Didalam teori kuantitas, dijelaskan bahwa sumber utama terjadinya inflasi adalah karena kelebihan permintaan (demand) sehingga uang yang beredar di masyarakat bertambah banyak (Khalwaty, 2000 , 15). Teori kuantitas membedakan sumber inflasi menjadi dua, yakni “Demand Pull Inflation”, dan “ Cost Push Inflation” .
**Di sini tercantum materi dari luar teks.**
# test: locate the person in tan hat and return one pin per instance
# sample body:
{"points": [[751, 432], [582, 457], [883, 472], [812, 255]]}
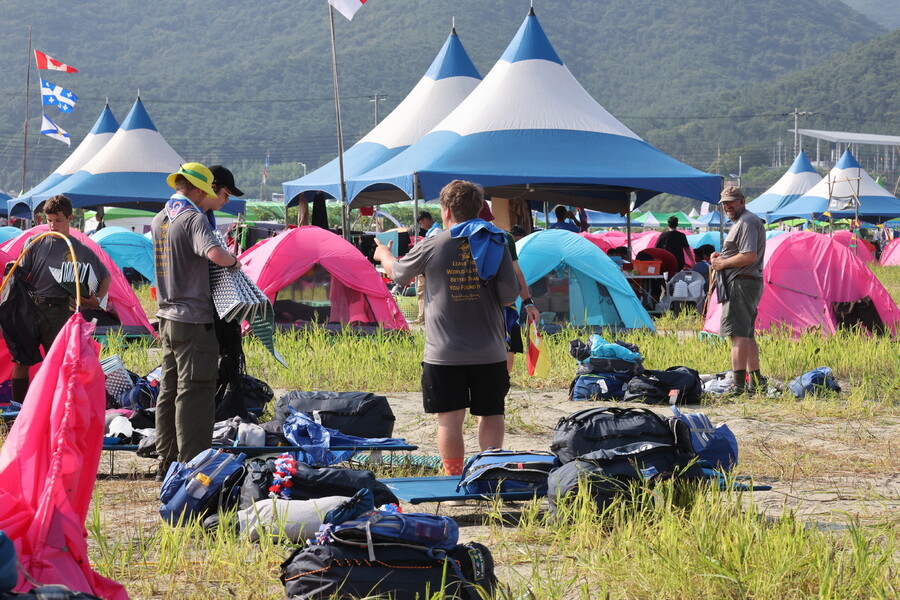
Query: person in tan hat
{"points": [[184, 245], [738, 269]]}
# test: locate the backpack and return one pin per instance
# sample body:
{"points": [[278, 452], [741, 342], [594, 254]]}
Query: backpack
{"points": [[362, 414], [654, 387], [321, 571], [376, 528], [814, 382], [598, 386], [494, 471], [612, 472], [716, 446], [605, 428], [200, 486], [309, 483]]}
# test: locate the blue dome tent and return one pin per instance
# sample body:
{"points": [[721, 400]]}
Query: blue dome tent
{"points": [[128, 249], [578, 283]]}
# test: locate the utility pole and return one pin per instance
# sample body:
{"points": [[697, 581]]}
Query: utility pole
{"points": [[376, 98], [797, 114]]}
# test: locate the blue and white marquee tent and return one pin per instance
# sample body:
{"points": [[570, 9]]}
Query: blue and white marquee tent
{"points": [[102, 131], [449, 79], [597, 293], [130, 170], [529, 130], [846, 188], [798, 180]]}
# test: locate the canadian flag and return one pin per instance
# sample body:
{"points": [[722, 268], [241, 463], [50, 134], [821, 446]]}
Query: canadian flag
{"points": [[48, 62], [347, 8]]}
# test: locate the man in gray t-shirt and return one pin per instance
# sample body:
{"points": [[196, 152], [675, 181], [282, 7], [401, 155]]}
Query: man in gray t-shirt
{"points": [[469, 278], [739, 268], [184, 245], [53, 303]]}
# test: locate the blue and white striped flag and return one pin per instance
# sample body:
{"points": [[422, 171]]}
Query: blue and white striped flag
{"points": [[51, 129], [54, 95]]}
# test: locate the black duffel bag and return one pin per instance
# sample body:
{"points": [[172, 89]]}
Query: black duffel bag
{"points": [[311, 482], [332, 572], [613, 472], [362, 414], [605, 428], [653, 387]]}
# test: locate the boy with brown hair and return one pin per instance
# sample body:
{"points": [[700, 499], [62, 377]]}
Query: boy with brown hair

Demand Pull Inflation terjadi karena adanya kenaikan permintaan agregatif (bersifat menyeluruh) dimana kondisi produksi telah berada pada kesempatan kerja penuh (full employment). Kenaikan kesempatan agregatif selain dapat menaikan harga-harga juga dapat meningkatkan produksi. Jika kondisi produksi telah berada pada kesempatan kerja penuh, maka kenaikan permintaan tidak lagi mendorong kenaikan out put, tetapi hanya mendorong kenaikan harga-harga yang biasa disebut inflasi murni (Pure Inflation). Secara grafis dapat dilihat berikut ini:
Tingkat laju inflasi sangat berpengaruh pada kondisi perekonomian, khususnya kegiatan perbankan. Kondisi laju inflasi yang tinggi menyebabkan pemerintah (Bank Indonesia) mengeluarkan regulasi untuk menaikan suku bunga simpanan bank-bank di Indonesia. Ini dalam rangka agar inflasi dapat terkendali. Namun akibat lainnya adalah bank-bank terpaksa menaikan suku bunga pinjamannya (kredit). Ini dilakukan bank agar bank tidak mengalami negative spread. Negative spread adalah suatu kondisi dimana suku bunga simpanan lebih tinggi, dari suku bunga kredit (seperti yang dialami Indonesia saat krisis). Apabila ini terjadi maka bank-bank akan kesulitan dalam menjalankan aktivitasnya. Disatu sisi bank wajib membayar bunga simpanan pada masyarakat yang tinggi, namun disisi lain penerimaan (margin keuntungan) bank dari kredit juga menurun. Sebab pada saat itu suku bunga kredit sudah dinaikan sedemikian tingginya, dan sangat memeberatkan, dan merugikan masyarakat. Khususnya perekonomian Indonesia. Beranjak dari pengalaman tersebut, maka bank-bank tidak mau mengalami negative spread, sehigga pada saat suku bunga simpanan dinaikan oleh pemerintah dalam hal ini adalah BI sebagai pengendali inflasi, maka bank-bank akan dengan sendirinya menaikan suku buga kreditnya (pinjaman). Apabila suku bunga kredit naik maka sudah otomatis minat masyarakat untuk meminjam kredit semakin menurun, berarti jumlah alokasi kreditpun menurun, termasuk kredit untuk usaha kecil (KUK).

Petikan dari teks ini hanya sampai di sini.